RF Dial Terms of Service

RingFree Mobility Inc.

End User Terms of Service and License Agreement

1. Introduction and Acceptance.

The RF Dial service is owned and operated by RingFree Mobility Inc. (the “Company“).   The service is comprised of various web pages (RF.com) and related client software applications (“Software”) that enable You the individual end user (“You” or “End User“) to make Internet calls using Your cell phone (“Service“).

IMPORTANT NOTICES:

This End User Terms of Service and License Agreement (”Agreement“) is a legal agreement between You and the Company regarding the Service.  WHEN YOU INSTALL THE SOFTWARE PROVIDED BY THE COMPANY FOR THE SERVICE AND ACCESS THE SERVICE, YOU ARE REQUIRED TO AGREE TO THE TERMS AND CONDITIONS OF THIS AGREEMENT HTTP://RF.COM/TERMS-OF-SERVICE/ AND PRIVACY POLICY HTTP://RF.COM/PRIVACY/.  PLEASE CAREFULLY READ THE TERMS AND CONDITIONS OF THIS AGREEMENT AND PRIVACY POLICY.  BY CLICKING ON THE “I ACCEPT AND AGREE” BUTTON, YOU REPRESENT THAT YOU ARE AT LEAST 18 YEARS OF AGE AND YOU AGREE TO BE BOUND BY THIS AGREEMENT AND PRIVACY POLICY. IF YOU DO NOT AGREE TO ALL OF THE TERMS OF THIS AGREEMENT AND PRIVACY POLICY, YOU WILL NOT BE ABLE TO INSTALL THE SOFTWARE AND ACCESS AND USE THE SERVICE.  PLEASE ALSO NOTE THAT THE SOFTWARE CONTAINS COMPONENTS LICENSED BY THIRD PARTIES PURSUANT TO THE FOLLOWING LICENSES HTTP://RF.COM/THIRD-PARTY-SOFTWARE-LICENSES/.
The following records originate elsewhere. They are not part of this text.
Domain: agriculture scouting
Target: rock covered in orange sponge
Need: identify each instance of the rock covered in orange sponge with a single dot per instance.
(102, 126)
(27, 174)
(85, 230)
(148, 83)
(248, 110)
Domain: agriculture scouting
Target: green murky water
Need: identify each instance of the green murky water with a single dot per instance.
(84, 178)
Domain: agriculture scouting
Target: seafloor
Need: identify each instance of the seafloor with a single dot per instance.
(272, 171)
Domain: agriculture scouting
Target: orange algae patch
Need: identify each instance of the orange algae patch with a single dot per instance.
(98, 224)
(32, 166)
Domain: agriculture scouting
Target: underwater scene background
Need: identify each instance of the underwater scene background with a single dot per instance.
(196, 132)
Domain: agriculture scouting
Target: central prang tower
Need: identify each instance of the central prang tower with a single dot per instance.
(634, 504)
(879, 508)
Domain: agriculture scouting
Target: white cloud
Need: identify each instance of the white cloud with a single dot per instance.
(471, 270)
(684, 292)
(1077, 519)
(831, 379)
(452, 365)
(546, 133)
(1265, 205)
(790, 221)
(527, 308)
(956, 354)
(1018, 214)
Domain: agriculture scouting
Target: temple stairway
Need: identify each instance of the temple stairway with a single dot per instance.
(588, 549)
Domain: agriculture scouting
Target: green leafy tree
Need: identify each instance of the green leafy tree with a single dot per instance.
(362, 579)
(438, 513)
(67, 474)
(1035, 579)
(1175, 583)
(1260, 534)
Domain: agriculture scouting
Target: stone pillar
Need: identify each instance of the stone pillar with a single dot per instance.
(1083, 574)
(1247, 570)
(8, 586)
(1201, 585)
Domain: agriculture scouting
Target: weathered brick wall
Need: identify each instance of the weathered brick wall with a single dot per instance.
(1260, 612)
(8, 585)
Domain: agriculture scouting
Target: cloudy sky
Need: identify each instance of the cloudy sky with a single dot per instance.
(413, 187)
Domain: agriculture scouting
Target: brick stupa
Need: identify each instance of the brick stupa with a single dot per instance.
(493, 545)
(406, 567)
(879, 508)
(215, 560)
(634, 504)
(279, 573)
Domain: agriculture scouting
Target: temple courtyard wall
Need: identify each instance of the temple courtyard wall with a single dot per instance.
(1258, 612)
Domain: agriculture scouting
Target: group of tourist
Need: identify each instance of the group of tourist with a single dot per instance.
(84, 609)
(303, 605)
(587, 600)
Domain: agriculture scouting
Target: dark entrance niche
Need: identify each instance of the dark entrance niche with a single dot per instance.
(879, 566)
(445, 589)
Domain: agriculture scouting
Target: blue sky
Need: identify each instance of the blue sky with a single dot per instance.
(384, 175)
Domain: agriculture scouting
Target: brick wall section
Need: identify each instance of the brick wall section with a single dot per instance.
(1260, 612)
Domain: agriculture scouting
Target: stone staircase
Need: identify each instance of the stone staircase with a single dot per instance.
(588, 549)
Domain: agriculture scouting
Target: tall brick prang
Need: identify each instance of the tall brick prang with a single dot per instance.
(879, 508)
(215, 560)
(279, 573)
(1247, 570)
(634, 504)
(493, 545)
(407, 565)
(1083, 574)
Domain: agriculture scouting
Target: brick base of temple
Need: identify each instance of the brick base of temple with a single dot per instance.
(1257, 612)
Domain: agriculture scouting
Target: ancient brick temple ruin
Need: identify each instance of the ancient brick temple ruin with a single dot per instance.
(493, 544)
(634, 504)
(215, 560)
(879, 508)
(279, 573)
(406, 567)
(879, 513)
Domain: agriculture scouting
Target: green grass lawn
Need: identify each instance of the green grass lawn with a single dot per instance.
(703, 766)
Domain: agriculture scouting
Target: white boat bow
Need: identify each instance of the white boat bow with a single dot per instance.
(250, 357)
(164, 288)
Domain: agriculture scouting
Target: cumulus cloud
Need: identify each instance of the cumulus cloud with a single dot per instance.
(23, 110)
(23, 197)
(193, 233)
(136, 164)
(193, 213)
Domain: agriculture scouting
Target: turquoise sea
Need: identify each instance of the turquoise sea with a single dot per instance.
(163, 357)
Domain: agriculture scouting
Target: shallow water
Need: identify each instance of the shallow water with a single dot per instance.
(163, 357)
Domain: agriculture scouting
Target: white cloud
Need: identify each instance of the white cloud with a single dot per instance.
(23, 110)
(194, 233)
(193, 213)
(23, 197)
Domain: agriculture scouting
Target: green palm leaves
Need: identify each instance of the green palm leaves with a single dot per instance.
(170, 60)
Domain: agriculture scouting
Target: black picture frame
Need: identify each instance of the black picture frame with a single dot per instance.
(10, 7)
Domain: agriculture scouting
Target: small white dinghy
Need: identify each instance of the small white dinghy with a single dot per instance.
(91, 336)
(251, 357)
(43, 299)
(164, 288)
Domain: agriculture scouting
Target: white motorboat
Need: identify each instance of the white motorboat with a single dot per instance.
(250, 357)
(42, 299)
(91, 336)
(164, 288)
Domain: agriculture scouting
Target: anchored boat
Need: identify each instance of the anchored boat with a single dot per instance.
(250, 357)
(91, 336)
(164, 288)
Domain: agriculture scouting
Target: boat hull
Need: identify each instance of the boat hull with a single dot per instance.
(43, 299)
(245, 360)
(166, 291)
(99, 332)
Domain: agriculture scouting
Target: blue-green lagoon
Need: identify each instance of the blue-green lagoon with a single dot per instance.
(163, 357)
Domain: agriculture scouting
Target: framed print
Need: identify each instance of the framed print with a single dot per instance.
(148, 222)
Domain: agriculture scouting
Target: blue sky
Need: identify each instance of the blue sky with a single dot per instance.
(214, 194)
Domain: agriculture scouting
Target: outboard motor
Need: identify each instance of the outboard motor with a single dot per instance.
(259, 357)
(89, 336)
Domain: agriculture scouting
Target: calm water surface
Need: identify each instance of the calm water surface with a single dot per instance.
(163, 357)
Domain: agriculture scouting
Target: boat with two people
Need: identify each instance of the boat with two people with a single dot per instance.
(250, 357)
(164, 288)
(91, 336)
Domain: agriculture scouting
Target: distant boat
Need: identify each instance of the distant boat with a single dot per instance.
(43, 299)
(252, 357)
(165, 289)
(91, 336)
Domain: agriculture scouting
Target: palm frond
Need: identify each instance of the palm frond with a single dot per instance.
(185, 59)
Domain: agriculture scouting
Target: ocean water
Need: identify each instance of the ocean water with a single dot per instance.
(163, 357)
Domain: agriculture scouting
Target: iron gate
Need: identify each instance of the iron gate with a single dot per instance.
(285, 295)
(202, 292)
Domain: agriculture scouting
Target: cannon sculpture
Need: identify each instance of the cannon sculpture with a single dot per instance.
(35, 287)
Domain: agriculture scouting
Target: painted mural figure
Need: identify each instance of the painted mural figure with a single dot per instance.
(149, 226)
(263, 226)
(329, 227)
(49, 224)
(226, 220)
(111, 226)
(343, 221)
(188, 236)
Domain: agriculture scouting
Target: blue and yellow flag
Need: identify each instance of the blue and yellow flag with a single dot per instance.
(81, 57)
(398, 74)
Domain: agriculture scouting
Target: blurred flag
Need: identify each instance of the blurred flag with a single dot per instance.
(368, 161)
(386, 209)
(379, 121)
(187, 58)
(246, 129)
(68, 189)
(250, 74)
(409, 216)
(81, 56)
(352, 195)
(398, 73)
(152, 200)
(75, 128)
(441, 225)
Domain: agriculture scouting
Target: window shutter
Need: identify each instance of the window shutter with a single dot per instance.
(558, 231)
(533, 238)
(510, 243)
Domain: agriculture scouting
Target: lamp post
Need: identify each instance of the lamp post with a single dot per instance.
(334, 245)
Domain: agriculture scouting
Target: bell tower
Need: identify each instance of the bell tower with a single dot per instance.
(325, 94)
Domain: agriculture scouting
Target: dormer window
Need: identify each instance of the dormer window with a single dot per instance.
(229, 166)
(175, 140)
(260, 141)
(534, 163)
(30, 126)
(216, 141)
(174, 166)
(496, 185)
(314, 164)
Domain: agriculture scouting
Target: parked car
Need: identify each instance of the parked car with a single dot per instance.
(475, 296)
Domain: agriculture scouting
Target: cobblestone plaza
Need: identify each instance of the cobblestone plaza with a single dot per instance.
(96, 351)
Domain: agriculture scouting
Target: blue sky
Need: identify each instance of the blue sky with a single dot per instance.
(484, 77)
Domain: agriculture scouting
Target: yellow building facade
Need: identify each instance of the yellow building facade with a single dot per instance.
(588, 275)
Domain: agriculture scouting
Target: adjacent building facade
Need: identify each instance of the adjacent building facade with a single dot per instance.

IF YOU USE THE SOFTWARE PROVIDED BY THE COMPANY WITH YOUR IPHONE OR IPOD TOUCH, YOU ACKNOWLEDGE AND AGREE THAT THIS AGREEMENT IS SOLELY BETWEEN YOU AND THE COMPANY and that apple and its subsidiaries are ONLY third party beneficiaries thereof.  Accordingly, upon your acceptance of the terms and conditions of this agreement, apple and its subsidiaries, as third party beneficiaries thereof, will have the right to enforce this agreement against you.  You also agree to comply with the Usage Rules set forth in the Apple Store Terms of Service http://www.apple.com/legal/itunes/us/service.html

YOU CONSENT TO AUTOMATICALLY RECEIVE ADVERTISEMENTS ON YOUR MOBILE DEVICE IN CONNECTION WITH YOUR RECEIPT OF THE SERVICE.  YOU MAY INCUR DATA CHARGES AND TAXES (WHICH MAY VARY BASED ON YOUR DATA PLAN WITH THE CARRIER) TO DATA TRANSFERS, INCLUDING ADVERTISEMENTS FROM THE COMPANY OR A THIRD PARTY WHEN YOU ACCESS THE SERVICE ON YOUR MOBILE DEVICE, INCLUDING THE DOWNLOAD OF SOFTWARE AND ADVERTISEMENTS.  YOU ARE SOLELY RESPONSIBLE FOR ALL FEES AND PAYMENTS TO THE APPLICABLE SERVICE PROVIDER.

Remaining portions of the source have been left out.